In that case, you still want to use LoopingCall, and take advantage of another one of its features: if you return a Deferred from the function that LoopingCall is calling, then it won't call that function again until the Deferred fires. This means you can shuttle a task off to a thread and not worry about the main loop piling up queries for that thread: you can just resume the loop on the main thread automatically when the thread completes.
To give you a more concrete idea of what I mean, here's the check_movement function modified to work with a long-running blocking call that's run in a thread, instead of a quick polling call that can be run on the main loop:
def check_movement(self):
from twisted.internet.threads import deferToThread
def get_input():
# this is run in a thread
return GPIO.input(11)
def check_input(sensor_state):
# this is back on the main thread, and can safely call send_m
if sensor_state == 1:
self.send_m("sensor movement detected")
return deferToThread(get_input).addCallback(check_input)
Everything else about the above example stays exactly the same.
There are a few factors at play in your example. Short answer: study this documentation on threads in Twisted.
While you don't have to use Twisted's reactor to use protocol classes (threading and protocol implementation are decoupled), you have called reactor.run so all of the below I consider applicable to you.
Let Twisted create threads for you. Going outside the framework can get you in trouble. There are no "public" APIs for IPC messaging with the reactor (I think), so if you use Twisted, you pretty much need to go all the way.
By default, Twisted does not switch threads to call your callbacks. To delegate to a worker thread from the main reactor thread (i.e. to perform blocking I/O), you don't have to create a thread yourself, you use reactor.callInThread and it will run in a worker thread. If you never do this, everything runs in the main reactor thread, meaning for example any I/O operations will block the reactor thread and you can't receive any events until your I/O completes.
Code running in worker threads should use reactor.callFromThread to do anything that is not thread-safe. Provide a callback, which will run in the main reactor thread. You're better safe than sorry here, trust me.
All of the above applies to Deferred processing also. So don't be afraid to use partial(reactor.callFromThread, mycallback) or partial(reactor.callInThread, mycallback) instead of simply mycallback when setting up callbacks. I learned that the hard way; without that, I found that any blocking I/O that I might do in deferred callbacks was either erroring out (due to thread safety issues) or blocking the main thread.

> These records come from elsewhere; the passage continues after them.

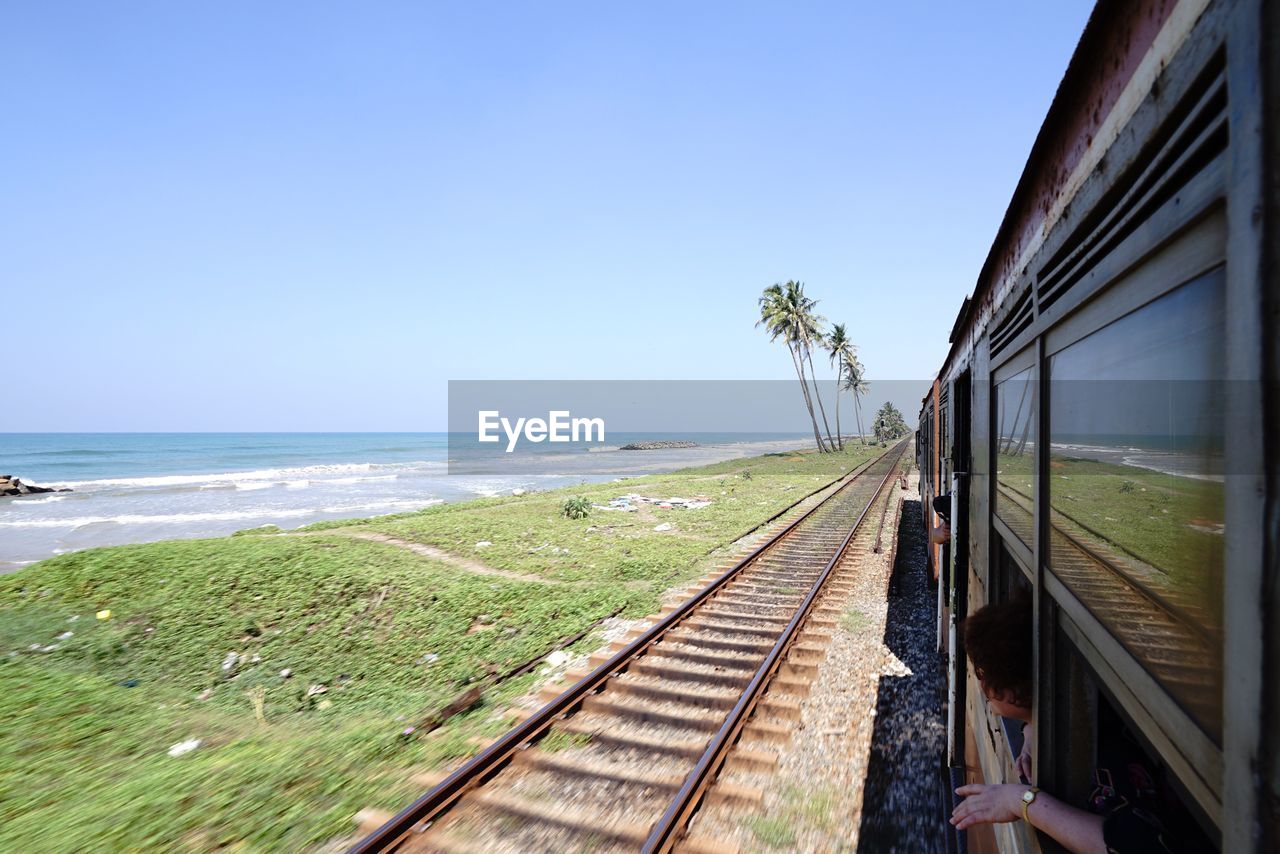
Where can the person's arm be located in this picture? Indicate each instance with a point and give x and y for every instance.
(941, 533)
(1024, 758)
(1074, 829)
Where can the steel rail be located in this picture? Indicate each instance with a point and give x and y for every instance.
(668, 829)
(492, 759)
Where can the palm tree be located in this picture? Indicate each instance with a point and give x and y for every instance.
(808, 325)
(855, 382)
(840, 350)
(778, 316)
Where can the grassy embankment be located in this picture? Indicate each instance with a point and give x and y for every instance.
(1166, 521)
(375, 636)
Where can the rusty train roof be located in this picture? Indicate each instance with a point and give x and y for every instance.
(1115, 40)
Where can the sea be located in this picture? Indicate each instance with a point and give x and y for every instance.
(145, 487)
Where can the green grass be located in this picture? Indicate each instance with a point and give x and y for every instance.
(854, 621)
(388, 635)
(773, 831)
(561, 740)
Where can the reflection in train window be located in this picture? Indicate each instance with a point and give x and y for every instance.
(1015, 453)
(1136, 487)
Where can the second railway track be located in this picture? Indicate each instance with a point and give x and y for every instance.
(624, 757)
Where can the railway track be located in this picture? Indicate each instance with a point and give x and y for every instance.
(624, 757)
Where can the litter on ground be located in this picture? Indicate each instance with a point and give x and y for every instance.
(631, 502)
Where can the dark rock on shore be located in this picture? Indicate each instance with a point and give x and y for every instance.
(10, 485)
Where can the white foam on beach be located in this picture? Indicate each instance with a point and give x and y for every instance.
(223, 516)
(45, 499)
(240, 479)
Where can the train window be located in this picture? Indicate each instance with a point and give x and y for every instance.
(1136, 487)
(1105, 765)
(1015, 457)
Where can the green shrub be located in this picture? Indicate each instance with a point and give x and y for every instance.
(577, 507)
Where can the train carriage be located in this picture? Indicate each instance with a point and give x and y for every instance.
(1101, 421)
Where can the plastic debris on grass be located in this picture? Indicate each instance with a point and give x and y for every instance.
(183, 748)
(631, 502)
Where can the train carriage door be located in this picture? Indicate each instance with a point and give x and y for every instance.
(958, 592)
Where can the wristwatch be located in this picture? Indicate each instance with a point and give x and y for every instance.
(1028, 799)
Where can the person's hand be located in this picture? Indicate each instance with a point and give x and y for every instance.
(988, 804)
(1024, 759)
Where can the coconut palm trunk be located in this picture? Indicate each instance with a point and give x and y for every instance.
(817, 393)
(840, 439)
(804, 389)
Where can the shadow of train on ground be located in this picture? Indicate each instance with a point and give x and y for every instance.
(901, 808)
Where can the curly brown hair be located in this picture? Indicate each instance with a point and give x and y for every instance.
(999, 640)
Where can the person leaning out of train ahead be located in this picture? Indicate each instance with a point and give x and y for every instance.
(1125, 807)
(941, 533)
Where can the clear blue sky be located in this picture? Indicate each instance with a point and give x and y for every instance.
(311, 215)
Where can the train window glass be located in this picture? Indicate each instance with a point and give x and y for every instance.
(1106, 767)
(1015, 453)
(1136, 487)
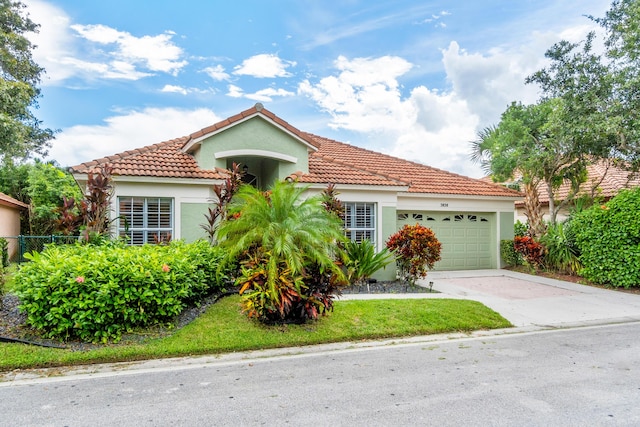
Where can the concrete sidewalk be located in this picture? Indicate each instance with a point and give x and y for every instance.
(527, 300)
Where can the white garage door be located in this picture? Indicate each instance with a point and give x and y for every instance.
(466, 238)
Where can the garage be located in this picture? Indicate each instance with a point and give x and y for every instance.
(467, 238)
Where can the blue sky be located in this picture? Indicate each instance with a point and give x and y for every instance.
(415, 79)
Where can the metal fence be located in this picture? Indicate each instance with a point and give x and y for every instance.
(18, 246)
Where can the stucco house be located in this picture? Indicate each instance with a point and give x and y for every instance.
(604, 180)
(166, 188)
(10, 209)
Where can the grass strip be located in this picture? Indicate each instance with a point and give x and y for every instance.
(223, 329)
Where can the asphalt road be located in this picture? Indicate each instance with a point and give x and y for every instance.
(583, 376)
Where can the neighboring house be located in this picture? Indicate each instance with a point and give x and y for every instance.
(604, 180)
(166, 188)
(10, 221)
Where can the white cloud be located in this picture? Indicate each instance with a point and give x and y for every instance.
(156, 53)
(100, 51)
(364, 96)
(174, 89)
(217, 73)
(235, 91)
(267, 95)
(427, 125)
(263, 95)
(264, 66)
(126, 131)
(53, 41)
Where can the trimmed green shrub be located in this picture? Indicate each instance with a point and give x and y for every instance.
(561, 252)
(96, 293)
(608, 237)
(361, 260)
(509, 255)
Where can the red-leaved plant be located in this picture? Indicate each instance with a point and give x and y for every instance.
(417, 250)
(532, 251)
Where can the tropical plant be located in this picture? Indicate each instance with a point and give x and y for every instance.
(509, 255)
(520, 228)
(416, 249)
(531, 250)
(361, 260)
(96, 293)
(90, 216)
(224, 194)
(561, 252)
(608, 237)
(4, 252)
(20, 131)
(279, 239)
(529, 143)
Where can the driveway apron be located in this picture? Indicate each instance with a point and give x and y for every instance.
(527, 300)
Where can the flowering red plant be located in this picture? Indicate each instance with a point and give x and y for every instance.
(532, 251)
(417, 249)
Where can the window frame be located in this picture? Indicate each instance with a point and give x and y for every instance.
(353, 228)
(126, 226)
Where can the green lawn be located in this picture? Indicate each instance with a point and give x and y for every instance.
(223, 328)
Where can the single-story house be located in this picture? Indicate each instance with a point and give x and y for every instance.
(604, 180)
(10, 209)
(166, 188)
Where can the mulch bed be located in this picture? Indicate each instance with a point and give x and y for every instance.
(13, 325)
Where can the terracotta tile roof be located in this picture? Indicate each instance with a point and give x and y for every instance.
(165, 159)
(420, 178)
(332, 161)
(10, 201)
(608, 180)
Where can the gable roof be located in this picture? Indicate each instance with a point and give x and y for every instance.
(11, 202)
(330, 161)
(604, 176)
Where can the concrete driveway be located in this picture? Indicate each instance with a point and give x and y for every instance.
(527, 300)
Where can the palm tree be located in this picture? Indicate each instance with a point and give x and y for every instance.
(282, 239)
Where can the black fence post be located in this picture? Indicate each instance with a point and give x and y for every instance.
(21, 245)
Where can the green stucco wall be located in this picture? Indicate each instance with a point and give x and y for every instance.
(192, 215)
(254, 134)
(388, 227)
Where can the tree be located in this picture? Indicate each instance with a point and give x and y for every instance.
(601, 101)
(286, 242)
(42, 186)
(529, 144)
(20, 131)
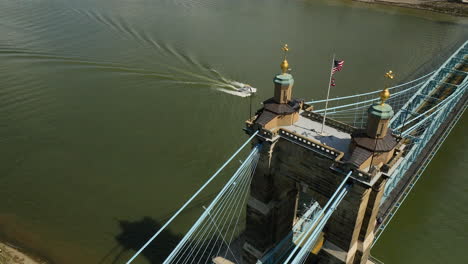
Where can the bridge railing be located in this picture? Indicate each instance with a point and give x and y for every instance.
(428, 125)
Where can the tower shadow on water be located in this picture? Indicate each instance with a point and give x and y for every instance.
(134, 235)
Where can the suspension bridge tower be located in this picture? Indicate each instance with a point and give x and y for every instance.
(300, 167)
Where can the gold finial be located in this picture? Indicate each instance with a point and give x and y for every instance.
(285, 65)
(389, 75)
(385, 94)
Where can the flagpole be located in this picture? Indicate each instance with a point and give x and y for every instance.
(328, 94)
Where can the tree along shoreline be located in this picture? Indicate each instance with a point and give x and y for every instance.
(451, 7)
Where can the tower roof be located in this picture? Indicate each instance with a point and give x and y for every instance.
(382, 111)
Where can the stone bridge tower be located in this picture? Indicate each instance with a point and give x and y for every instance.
(297, 160)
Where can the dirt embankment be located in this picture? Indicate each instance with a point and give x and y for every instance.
(12, 255)
(452, 7)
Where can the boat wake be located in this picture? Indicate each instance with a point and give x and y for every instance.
(238, 89)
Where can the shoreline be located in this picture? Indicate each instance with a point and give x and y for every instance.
(457, 9)
(10, 254)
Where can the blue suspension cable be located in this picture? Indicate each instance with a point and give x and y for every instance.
(190, 200)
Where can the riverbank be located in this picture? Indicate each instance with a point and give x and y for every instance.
(441, 6)
(12, 255)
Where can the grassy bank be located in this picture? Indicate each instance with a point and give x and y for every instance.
(452, 7)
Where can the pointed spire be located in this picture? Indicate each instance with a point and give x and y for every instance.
(385, 94)
(285, 65)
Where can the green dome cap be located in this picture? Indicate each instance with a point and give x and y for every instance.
(284, 79)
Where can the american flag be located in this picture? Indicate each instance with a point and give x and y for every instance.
(337, 66)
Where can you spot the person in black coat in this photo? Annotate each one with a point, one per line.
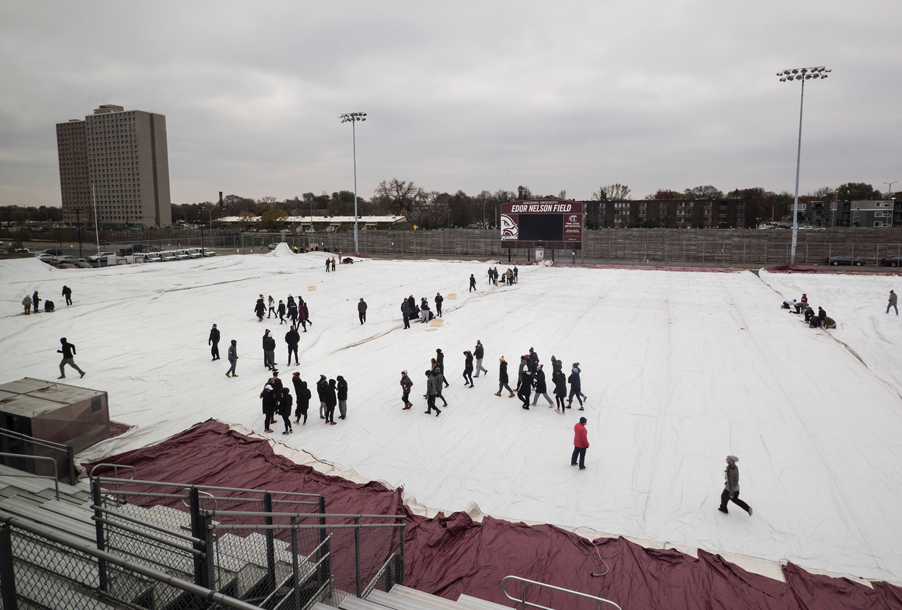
(270, 402)
(302, 398)
(214, 341)
(322, 388)
(560, 389)
(285, 410)
(440, 358)
(468, 368)
(342, 390)
(438, 304)
(292, 337)
(541, 387)
(361, 310)
(405, 313)
(331, 401)
(575, 387)
(502, 378)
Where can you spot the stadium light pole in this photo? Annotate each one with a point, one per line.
(353, 118)
(801, 74)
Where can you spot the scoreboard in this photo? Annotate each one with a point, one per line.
(545, 223)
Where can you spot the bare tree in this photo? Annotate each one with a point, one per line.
(612, 192)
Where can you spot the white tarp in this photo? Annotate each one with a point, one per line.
(681, 369)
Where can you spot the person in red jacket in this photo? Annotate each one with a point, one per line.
(580, 443)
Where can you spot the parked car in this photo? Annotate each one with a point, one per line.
(845, 260)
(96, 257)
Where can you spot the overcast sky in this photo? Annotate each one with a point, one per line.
(462, 95)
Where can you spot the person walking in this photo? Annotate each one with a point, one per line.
(524, 387)
(575, 387)
(331, 401)
(270, 404)
(580, 443)
(405, 313)
(214, 341)
(292, 338)
(342, 388)
(478, 354)
(438, 376)
(560, 390)
(541, 388)
(438, 304)
(301, 398)
(468, 368)
(361, 310)
(233, 359)
(502, 378)
(431, 393)
(285, 410)
(68, 352)
(269, 350)
(730, 491)
(406, 385)
(322, 386)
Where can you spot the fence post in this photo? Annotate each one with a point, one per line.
(7, 573)
(294, 563)
(70, 457)
(270, 546)
(357, 554)
(98, 529)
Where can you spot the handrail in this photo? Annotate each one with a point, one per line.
(87, 549)
(56, 482)
(523, 603)
(170, 484)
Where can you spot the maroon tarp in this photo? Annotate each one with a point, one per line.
(452, 554)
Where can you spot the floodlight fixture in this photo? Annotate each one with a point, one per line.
(353, 118)
(801, 74)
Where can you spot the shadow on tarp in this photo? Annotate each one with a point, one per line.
(451, 554)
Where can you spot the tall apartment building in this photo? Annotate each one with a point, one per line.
(120, 158)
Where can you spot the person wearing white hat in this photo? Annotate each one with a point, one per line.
(731, 487)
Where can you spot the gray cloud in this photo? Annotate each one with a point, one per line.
(470, 95)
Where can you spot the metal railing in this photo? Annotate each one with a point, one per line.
(525, 604)
(56, 482)
(11, 435)
(45, 536)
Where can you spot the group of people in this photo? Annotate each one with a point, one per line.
(509, 277)
(530, 378)
(410, 309)
(296, 311)
(277, 400)
(814, 319)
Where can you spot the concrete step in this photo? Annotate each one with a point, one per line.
(429, 600)
(29, 511)
(474, 603)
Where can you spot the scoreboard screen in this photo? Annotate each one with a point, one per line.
(545, 224)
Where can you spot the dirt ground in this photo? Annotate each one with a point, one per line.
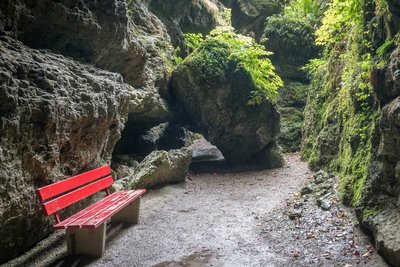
(227, 218)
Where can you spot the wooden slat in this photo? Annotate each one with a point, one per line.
(66, 185)
(107, 213)
(74, 196)
(90, 211)
(101, 211)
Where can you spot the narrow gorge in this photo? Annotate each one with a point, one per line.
(134, 84)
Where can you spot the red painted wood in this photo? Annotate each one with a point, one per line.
(63, 186)
(89, 211)
(101, 211)
(107, 213)
(76, 195)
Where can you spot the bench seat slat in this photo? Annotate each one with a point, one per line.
(85, 212)
(74, 196)
(112, 209)
(99, 212)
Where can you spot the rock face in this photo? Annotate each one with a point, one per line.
(159, 168)
(291, 102)
(366, 155)
(182, 16)
(384, 196)
(114, 35)
(58, 117)
(249, 16)
(220, 112)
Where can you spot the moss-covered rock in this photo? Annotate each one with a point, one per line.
(291, 101)
(213, 90)
(157, 169)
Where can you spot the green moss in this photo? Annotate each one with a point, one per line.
(342, 111)
(291, 39)
(223, 49)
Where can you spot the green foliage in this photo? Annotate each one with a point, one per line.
(263, 5)
(223, 46)
(193, 40)
(310, 10)
(291, 38)
(342, 100)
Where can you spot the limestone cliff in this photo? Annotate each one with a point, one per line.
(352, 118)
(58, 117)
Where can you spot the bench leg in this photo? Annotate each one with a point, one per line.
(130, 214)
(89, 241)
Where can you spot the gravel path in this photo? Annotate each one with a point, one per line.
(230, 218)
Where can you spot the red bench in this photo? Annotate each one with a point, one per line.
(86, 230)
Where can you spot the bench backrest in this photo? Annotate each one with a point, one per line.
(59, 195)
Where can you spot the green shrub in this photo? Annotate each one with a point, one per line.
(291, 39)
(222, 47)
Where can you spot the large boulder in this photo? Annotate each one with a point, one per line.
(112, 34)
(158, 168)
(213, 97)
(58, 117)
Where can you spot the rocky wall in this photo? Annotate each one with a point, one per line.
(58, 117)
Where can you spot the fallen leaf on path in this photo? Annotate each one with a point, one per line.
(310, 235)
(296, 254)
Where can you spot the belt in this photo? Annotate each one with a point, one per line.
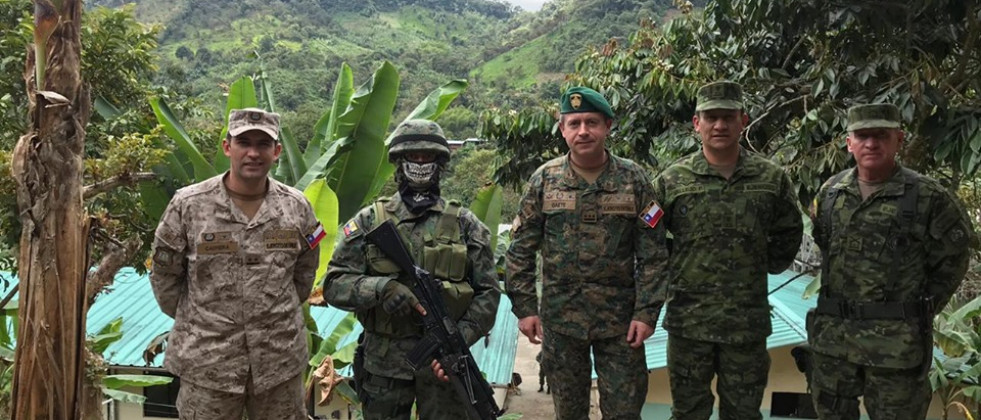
(872, 310)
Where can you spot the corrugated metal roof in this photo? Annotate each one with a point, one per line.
(131, 298)
(787, 317)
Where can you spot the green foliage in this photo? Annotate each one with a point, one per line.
(799, 78)
(957, 378)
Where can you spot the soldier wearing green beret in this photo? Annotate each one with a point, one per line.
(895, 247)
(594, 219)
(733, 216)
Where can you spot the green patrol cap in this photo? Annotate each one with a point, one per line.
(720, 95)
(584, 99)
(873, 116)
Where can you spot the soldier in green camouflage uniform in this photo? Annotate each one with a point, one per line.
(584, 212)
(734, 217)
(895, 247)
(445, 239)
(232, 264)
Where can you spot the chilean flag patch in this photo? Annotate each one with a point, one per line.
(318, 233)
(652, 214)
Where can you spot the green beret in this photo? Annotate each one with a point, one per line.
(584, 99)
(720, 95)
(873, 116)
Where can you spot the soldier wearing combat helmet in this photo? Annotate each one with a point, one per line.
(445, 239)
(895, 248)
(234, 257)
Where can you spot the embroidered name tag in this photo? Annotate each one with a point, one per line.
(559, 200)
(618, 204)
(280, 239)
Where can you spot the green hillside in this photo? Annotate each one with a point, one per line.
(510, 57)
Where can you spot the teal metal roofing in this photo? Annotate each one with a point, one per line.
(787, 316)
(131, 298)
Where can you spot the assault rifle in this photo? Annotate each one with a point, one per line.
(441, 337)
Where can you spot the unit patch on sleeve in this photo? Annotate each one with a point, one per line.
(313, 238)
(652, 214)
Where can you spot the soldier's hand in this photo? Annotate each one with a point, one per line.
(531, 327)
(438, 371)
(397, 299)
(638, 332)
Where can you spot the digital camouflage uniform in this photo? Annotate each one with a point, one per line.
(727, 235)
(234, 287)
(599, 265)
(886, 274)
(358, 272)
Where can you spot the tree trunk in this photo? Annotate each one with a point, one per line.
(47, 165)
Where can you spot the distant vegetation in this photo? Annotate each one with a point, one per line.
(512, 58)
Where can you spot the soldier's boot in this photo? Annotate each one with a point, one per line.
(831, 405)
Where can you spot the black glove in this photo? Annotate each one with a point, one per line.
(397, 299)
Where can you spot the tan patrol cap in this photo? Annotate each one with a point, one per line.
(242, 120)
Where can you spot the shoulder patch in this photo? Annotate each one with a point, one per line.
(314, 238)
(351, 228)
(652, 214)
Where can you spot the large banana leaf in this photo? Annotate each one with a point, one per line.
(487, 207)
(430, 108)
(354, 158)
(326, 128)
(291, 164)
(172, 126)
(324, 203)
(240, 95)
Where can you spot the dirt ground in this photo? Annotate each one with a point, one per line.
(526, 400)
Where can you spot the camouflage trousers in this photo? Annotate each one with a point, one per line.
(742, 371)
(281, 402)
(621, 372)
(392, 399)
(894, 394)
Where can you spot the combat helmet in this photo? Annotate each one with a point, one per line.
(418, 135)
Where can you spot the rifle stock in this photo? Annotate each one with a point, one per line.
(442, 339)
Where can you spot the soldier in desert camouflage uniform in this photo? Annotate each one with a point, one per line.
(233, 259)
(593, 218)
(446, 240)
(733, 217)
(896, 247)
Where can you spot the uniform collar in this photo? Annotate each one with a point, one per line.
(700, 165)
(395, 208)
(893, 187)
(607, 180)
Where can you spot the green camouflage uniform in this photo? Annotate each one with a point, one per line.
(358, 272)
(599, 265)
(884, 277)
(727, 235)
(234, 287)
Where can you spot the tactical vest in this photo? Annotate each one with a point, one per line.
(444, 255)
(841, 308)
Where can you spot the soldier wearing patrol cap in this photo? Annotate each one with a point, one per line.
(594, 219)
(445, 239)
(895, 248)
(234, 257)
(734, 217)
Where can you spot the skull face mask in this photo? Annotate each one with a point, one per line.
(420, 175)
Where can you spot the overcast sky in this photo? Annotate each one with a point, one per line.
(530, 5)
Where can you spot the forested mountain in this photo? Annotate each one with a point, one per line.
(512, 58)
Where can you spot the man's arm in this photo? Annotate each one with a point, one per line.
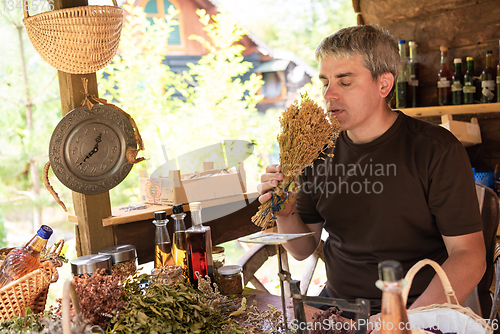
(288, 219)
(464, 267)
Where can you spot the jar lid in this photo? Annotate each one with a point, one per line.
(160, 215)
(195, 206)
(176, 209)
(217, 249)
(88, 264)
(230, 270)
(120, 253)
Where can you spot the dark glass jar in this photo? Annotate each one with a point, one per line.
(231, 280)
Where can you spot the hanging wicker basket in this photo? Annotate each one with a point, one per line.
(76, 40)
(29, 291)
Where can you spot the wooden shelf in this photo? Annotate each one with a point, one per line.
(120, 215)
(453, 110)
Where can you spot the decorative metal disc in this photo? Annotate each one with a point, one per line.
(87, 149)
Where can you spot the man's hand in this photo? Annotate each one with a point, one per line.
(269, 181)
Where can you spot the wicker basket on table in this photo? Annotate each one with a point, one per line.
(76, 40)
(30, 290)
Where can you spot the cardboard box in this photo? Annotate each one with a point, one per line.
(468, 133)
(197, 187)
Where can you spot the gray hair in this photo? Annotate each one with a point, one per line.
(375, 45)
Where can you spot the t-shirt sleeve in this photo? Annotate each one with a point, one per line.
(452, 193)
(306, 206)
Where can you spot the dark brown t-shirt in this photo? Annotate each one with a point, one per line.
(390, 199)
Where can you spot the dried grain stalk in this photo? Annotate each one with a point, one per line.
(306, 132)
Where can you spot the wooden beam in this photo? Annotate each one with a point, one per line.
(89, 209)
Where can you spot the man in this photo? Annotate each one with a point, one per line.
(397, 188)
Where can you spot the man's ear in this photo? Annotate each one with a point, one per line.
(386, 81)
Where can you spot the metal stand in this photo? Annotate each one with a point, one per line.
(284, 277)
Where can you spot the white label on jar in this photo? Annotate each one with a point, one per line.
(486, 92)
(443, 83)
(490, 84)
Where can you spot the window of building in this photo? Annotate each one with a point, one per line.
(159, 9)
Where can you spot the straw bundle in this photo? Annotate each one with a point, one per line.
(306, 132)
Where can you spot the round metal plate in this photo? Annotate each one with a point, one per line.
(87, 149)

If you're just starting out in Twisted, it's a bit of a "trust fall". Learn to let go of managing your own threads and passing messages via Queue objects, etc. Once you figure out how Deferred and the reactor work (it's called "Twisted" for a reason!), it will seem perfectly natural to you. Twisted does force you to decouple and separate concerns in a functional programming style, but once you're over that, I've found that it's very clean and works well.
One tip: I wrote some decorators to use on all my callback functions so that I didn't have to be constantly calling callInThread and callFromThread and setting up Deferred for exception handling callbacks throughout the code; my decorators enable that behavior for me. It's likely prevented bugs from forgetting to do that, and it's certainly made Twisted development more pleasant for me.